DANTE'S SUBLIME COMEDY: PARADISE: Chapter 15
CHAPTER 15: Martial Hero
Bad manners grow from greedy selfishness,
as courtesy reflects Christ’s charity
which, as we know, is kindness to the weak. 3
I needed silence if required to speak,
and so it came. The choirs of Paradise
silenced their song when, like a shooting star 6
down gloaming sky, from right arm of the cross
yet linked to it by arc of finer fire
a light swept down to join me at the foot. 9
It greeted me with the same welcoming
that Virgil tells us in The Aeneid
the soul of dead Anchises gave his son 12
who, living, met him in Elysium.
“O my own blood! O wondrous grace of God
that Paradise will open to you twice!” 15
The light said that. Amazed, I turned my eyes
to Beatrice again, whose smile was such
I fully knew how blesséd I’d become. 18
And then, although a the sound was ecstasy,
the light said things I could not comprehend.
Their meaning was too great till heat of love 21
cooled down enough, letting it condescend
to sentences of much more common sense.
“Divine foreknowledge we in Heaven share 24
has kept me long expecting this delight.
Holy the guide who dressed you in such wings
as raise you to this height! You rightly think 27
I know your thoughts, so do not ask my name,
or why my joy appears much greater than
the others in this sphere. You are about 30
to satisfy my thirst to share the bliss
of perfect truthfulness. Ask what you wish.”
Encouragement from smiling Beatrice 33
gave me the confidence to boldly say,
“Just as the sun’s ray pours out equally
both warmth and light, you equally possess 36
love and intelligence, which mortals lack.

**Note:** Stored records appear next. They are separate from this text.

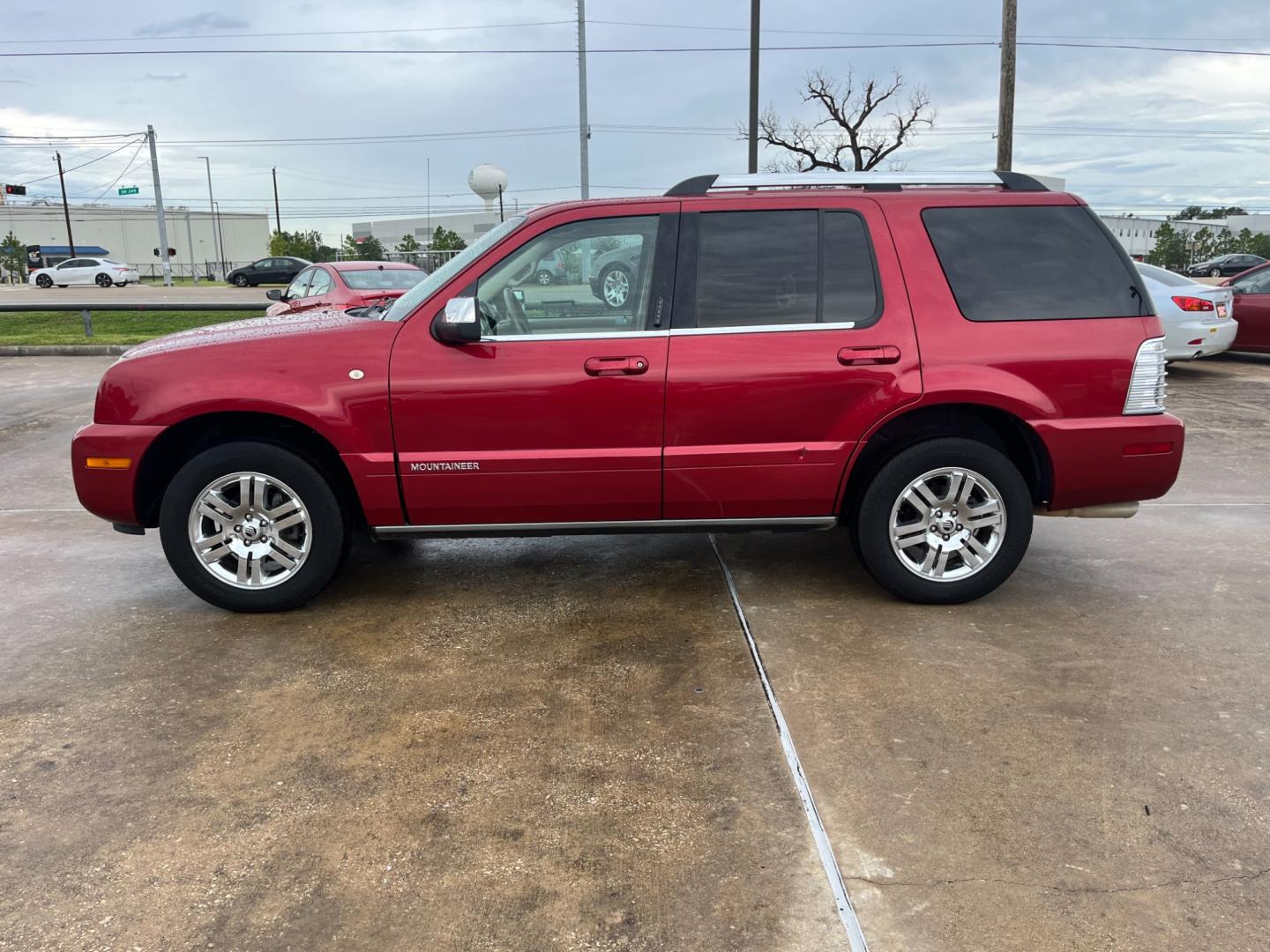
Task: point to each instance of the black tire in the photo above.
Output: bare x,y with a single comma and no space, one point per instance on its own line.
603,276
871,524
328,545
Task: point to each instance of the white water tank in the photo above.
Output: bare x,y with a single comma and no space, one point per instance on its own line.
487,181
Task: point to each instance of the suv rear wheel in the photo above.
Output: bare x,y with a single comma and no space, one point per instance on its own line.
251,527
945,521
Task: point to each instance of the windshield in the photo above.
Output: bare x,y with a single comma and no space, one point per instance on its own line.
386,279
424,290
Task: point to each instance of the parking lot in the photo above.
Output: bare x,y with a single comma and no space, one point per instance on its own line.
530,744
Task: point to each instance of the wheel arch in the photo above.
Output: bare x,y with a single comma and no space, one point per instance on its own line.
1001,429
192,435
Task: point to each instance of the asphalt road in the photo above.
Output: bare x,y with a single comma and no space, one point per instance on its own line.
131,294
563,743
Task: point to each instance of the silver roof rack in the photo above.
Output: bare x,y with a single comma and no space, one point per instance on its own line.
873,181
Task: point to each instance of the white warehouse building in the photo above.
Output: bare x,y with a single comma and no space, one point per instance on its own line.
1138,235
131,234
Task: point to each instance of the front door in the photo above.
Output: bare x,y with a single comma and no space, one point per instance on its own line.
557,415
791,335
1252,311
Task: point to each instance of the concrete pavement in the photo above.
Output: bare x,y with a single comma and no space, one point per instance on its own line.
563,743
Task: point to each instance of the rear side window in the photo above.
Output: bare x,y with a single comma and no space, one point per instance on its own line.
757,268
773,268
1032,263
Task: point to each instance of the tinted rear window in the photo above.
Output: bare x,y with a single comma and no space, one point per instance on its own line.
1032,263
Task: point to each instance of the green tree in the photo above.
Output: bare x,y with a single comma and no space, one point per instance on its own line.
446,240
13,257
1203,244
1169,250
367,249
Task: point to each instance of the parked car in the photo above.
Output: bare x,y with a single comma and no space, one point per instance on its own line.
344,285
929,367
267,271
614,274
1223,264
1197,317
1251,292
551,270
103,271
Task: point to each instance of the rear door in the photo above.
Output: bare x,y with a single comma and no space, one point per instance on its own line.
557,415
1252,311
791,335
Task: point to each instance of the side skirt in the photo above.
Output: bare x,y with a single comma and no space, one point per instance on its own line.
589,528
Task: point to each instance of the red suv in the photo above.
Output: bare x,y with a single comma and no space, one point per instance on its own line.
930,361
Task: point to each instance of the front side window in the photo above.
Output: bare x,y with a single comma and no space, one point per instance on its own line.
1256,283
322,283
299,285
606,267
1033,263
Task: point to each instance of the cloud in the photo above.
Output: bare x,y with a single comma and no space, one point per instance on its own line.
196,23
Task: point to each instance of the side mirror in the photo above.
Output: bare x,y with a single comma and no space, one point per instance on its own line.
459,323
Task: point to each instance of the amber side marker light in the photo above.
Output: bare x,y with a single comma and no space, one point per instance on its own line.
108,462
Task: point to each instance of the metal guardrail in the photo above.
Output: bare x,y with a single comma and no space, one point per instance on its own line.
86,310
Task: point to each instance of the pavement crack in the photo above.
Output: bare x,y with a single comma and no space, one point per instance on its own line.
1097,890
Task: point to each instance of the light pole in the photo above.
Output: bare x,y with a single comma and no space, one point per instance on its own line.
211,206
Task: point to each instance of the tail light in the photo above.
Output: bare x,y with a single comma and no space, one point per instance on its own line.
1147,385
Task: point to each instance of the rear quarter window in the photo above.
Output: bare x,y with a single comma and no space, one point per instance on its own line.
1038,263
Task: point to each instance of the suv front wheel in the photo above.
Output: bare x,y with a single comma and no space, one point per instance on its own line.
251,527
944,522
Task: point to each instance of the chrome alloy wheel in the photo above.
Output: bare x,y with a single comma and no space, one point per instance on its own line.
249,530
947,524
616,288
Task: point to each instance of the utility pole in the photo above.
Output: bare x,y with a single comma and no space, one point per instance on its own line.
277,215
163,222
190,240
66,211
211,210
753,86
583,126
1006,106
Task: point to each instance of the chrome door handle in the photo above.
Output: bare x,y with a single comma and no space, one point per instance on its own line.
857,355
615,366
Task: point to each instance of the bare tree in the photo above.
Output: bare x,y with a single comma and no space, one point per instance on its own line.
845,140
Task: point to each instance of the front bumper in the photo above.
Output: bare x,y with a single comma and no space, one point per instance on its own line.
111,494
1111,458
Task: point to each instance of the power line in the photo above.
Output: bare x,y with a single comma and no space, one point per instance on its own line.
107,155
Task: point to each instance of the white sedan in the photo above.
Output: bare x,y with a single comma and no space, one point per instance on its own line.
103,271
1198,317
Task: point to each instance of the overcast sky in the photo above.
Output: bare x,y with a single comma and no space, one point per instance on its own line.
1172,129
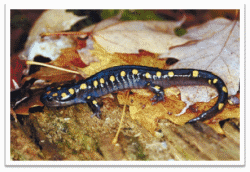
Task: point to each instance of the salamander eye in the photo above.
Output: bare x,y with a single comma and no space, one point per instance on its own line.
49,98
67,95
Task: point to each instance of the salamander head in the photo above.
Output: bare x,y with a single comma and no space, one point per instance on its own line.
61,96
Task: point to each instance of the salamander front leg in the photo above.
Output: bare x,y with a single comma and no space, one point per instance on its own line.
159,93
95,108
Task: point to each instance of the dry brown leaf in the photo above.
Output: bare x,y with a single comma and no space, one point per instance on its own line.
217,52
132,36
142,110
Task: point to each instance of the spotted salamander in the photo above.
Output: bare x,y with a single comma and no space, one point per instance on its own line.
135,77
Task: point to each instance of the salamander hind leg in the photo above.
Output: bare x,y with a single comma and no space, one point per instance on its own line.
95,107
159,93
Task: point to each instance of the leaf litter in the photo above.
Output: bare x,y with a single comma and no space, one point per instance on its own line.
115,42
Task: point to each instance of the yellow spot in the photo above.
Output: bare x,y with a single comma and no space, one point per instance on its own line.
158,74
83,86
55,94
123,73
148,75
112,78
71,91
63,95
95,83
135,72
220,106
102,81
224,89
215,81
195,73
157,87
171,74
94,102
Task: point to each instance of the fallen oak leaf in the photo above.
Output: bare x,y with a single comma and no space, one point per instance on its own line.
130,37
142,110
217,51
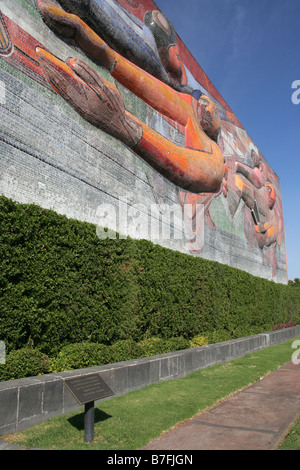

I am still mortal. My ability
cannot support my will. Not tongue but heart 39
declares my depth of gratitude for this
paternal welcoming. I beg you now,
O jewel in the Cross and Crown of Christ 42
say who you are.” “O branch I greet with joy
I am your root, your ancestor,” said he.
“My son became your great-great-great-granddad 45
who has been trudging for a century
round Purgatory’s ring where pride is purged.
Pray to reduce his toil when back on earth. 48
We knew a Florence that, seen from afar,
did not appear to outshine Rome as much
as one day it will look a great deal worse. 51
Back then our town was peaceful, sober, chaste
filled smaller ground. No wife or daughter wore
jewellery, embroidered gown, rich stuff seen 54
before wearers. No father lived in dread
of baby girls growing too old to wed
before he got gold enough for dowry 57
People were buried in their native soil –
no exiled owner left an empty house.
No families had rooms they did not use 60
or houses like the palaces of kings.
Nobility dressed plain. Our honoured knight
good Bellincion wore a leather suit 63
and had a wife with clean unpainted face.
Wives were lucky. Husbands did not desert
the marriage bed to trade abroad for years. 66
Mothers rocked cradles, soothing infant fears
by crooning songs that pleased themselves and dads
and later, spinning thread, told older bairns 69
brave tales of Trojans; how they fought and spread
to Italy, Fiesole and Rome;
then told of Cincinatus and Lucrece, 72
who both chose death rather than break an oath.
Kids would have marvelled more to hear about
those who now dominate Florence’s state: 75
corrupted lawyers! Blatant prostitutes!
To life in Florence as the town was then,
with lovely streets, good neighbours, honest men, 78
my mother no doubt bore me crying out
Mary as women do, when giving birth.
Then in our ancient Baptistery the priest 81
Christened and called me Cacciaguida.
My wife came from the valley of the Po
bringing your surname, Alligieri. 84
I followed Conrad, Emperor who led
the next Crusade to free Jerusalem:
was knighted by him for my part in fight 87
to free Christ’s sepulchre from pagan hands.